Écrits et conférences d'intérêt général



 

 

 
 

Haïti

 

Puni par Dieu ou par les hommes ?

 

À peine quelques jours après le tremblement de terre à Haïti, le télé-évangéliste Pat Robertson présentait cette tragédie comme une punition de Dieu.  Sans aller jusque là, plusieurs analystes se sont empressés de démontrer que les dommages matériels et surtout les pertes humaines auraient été beaucoup moindres si le pays n’avait pas été dans un tel état de pauvreté et de dysfonctionnement. Il est facile d’élaborer sur l’incompétence et la corruption des gouvernements successifs. Mais a-t-on jamais permis à ce peuple de prendre son sort entre ses mains ? 

L’histoire du peuple haïtien montre plutôt qu’il a été de façon répétée puni non par Dieu, mais par les hommes. Colonie espagnole depuis1492 puis occupé par la France en 1625, le pays fut transformé en immense plantation où, à la veille de la Révolution Française, 50.000 colons vivaient du travail de 700.000 esclaves.  

L’instabilité des pouvoirs politiques successifs fut due en très grande partie à l’impossibilité dans laquelle le pays fut mis d’atteindre une autonomie économique. Dès 1825, sous la menace d’un embargo, le pays dut accepter de verser 150 millions de francs-or à titre de réparation aux propriétaires français d’esclaves. Pour payer cette dette le pays dut emprunter auprès des banques françaises, américaines et allemandes. En 1900, Haïti consacrait 80% de son budget au remboursement de cette dette.            

Une occupation militaire américaine (1915-1934) rendue nécessaire pour protéger les intérêts des banques et compagnies américaines installées dans l’île fut suivie de la longue dictature des Duvalier, père et fils.  Cette dictature ne fut jamais inquiétée par l’Amérique ou l’Europe auxquels elle rendait des services.  Depuis lors, tous les efforts haïtiens pour se doter d’une démocratie ont été contrecarrés par des forces extérieures. 

Après le renversement de Duvalier, Jean-Bertrand Aristide, le prêtre des bidonvilles et la voix des sans-voix, remporta des élections démocratiques.  Considéré de gauche, il fut renversé l’année suivante par un coup d’État mené par des militaires soutenus par la bourgeoisie d’affaire et les États-Unis. Durant son exil aux États Unis, le pays fut « nettoyé » des leaders syndicaux et des responsables locaux qui lui étaient favorables.  Il fut ramené au pouvoir pour une brève période symbolique à la fin de son mandat non renouvelable. Elu de nouveau à la présidence, quatre ans plus tard, il fut déchu du pouvoir par les mêmes forces extérieures que la première fois, après une campagne de diabolisation.  

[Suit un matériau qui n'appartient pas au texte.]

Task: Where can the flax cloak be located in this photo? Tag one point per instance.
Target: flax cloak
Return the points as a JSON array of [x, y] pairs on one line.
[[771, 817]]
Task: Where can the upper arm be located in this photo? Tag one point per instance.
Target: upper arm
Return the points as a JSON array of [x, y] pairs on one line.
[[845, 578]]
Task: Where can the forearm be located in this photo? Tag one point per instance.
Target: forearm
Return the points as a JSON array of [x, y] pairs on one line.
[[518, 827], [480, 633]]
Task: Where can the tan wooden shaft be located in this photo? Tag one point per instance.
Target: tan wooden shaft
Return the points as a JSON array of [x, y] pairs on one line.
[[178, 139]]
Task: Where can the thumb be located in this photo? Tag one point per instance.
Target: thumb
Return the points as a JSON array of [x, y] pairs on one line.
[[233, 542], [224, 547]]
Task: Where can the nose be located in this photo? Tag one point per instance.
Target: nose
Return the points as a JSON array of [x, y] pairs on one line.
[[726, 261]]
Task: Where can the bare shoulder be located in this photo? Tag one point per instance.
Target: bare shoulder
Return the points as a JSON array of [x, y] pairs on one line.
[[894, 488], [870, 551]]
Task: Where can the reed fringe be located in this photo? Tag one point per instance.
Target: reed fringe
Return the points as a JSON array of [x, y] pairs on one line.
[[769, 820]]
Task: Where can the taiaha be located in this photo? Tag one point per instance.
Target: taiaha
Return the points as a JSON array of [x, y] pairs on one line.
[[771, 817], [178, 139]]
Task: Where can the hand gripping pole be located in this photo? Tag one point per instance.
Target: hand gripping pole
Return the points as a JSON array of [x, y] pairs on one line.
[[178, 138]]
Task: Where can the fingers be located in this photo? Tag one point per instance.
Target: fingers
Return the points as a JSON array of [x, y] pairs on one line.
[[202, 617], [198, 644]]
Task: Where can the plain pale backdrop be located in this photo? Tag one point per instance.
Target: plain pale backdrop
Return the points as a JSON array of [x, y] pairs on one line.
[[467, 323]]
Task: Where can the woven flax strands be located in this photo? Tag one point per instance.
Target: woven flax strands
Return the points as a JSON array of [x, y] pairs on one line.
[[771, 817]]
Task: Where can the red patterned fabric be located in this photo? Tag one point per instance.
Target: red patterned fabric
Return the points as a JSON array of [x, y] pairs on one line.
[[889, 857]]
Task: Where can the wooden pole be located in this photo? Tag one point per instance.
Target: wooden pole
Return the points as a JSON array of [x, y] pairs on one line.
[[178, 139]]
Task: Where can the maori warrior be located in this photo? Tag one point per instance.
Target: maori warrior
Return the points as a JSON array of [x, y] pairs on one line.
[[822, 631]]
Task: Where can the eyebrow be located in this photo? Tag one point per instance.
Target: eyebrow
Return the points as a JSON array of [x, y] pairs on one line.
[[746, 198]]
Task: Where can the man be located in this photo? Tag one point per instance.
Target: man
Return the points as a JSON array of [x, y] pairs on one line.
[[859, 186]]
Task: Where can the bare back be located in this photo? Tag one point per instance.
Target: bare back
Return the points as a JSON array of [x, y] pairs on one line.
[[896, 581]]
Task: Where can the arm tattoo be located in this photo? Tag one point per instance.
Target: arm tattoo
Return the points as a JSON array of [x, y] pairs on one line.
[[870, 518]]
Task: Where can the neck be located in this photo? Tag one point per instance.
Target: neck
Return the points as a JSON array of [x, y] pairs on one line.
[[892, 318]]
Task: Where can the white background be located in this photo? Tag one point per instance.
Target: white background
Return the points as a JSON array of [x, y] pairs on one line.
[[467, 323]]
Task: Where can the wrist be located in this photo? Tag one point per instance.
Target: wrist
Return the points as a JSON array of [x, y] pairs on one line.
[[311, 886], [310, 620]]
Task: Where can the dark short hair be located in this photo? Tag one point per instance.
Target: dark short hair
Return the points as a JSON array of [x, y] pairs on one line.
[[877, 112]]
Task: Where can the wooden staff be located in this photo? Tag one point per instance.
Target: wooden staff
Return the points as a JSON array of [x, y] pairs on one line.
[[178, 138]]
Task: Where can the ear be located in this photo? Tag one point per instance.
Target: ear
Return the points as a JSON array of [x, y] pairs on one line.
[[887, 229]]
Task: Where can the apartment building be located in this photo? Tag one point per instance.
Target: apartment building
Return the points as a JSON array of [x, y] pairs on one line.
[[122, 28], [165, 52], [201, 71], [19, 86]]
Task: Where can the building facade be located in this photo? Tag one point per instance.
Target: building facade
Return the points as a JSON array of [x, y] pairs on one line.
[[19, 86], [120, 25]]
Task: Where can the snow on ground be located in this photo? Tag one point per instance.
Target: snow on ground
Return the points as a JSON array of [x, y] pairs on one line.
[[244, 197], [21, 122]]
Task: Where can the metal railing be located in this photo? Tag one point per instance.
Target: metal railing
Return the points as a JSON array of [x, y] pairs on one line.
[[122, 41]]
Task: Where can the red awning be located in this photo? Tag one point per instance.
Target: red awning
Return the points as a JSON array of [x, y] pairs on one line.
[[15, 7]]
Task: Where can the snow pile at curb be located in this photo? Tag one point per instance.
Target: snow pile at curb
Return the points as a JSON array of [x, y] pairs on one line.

Depuis lors le pays croule sous une nouvelle oppression économique celle du FMI. On sait comment les politiques du FMI, assortissant toujours ses prêts de conditions telles que l’augmentation des prix de l’électricité et de la nourriture, le refus des augmentations salariales, la coupure des services sociaux, etc. ont déstabilisé un grand nombre de pays du Tiers Monde.  Il est probable que peu en ont souffert autant qu’Haïti. Par exemple, en 2003, selon un rapport du Center for International Policy, Haïti a consacré 57,4 millions de dollars pour le service de sa dette, alors que toute l’aide étrangère pour l’éducation, les soins de santé et autres services s’élevait à 39,2 millions.

 

Les projets actuels -- en apparence généreux -- de pays étrangers pour prendre en main la reconstruction de Haïti ressemblent à du cynisme plus qu’à de la philanthropie et encore moins à de la charité.  

Des centaines de milliers d’Haïtiens, intelligents et bien formés, vivent à l’étranger. Pourquoi ne pas leur donner la chance de reconstruire eux-mêmes leur pays ?

 

Armand VEILLEUX

dans L'Appel, mars 2010, nº 325, p. 24.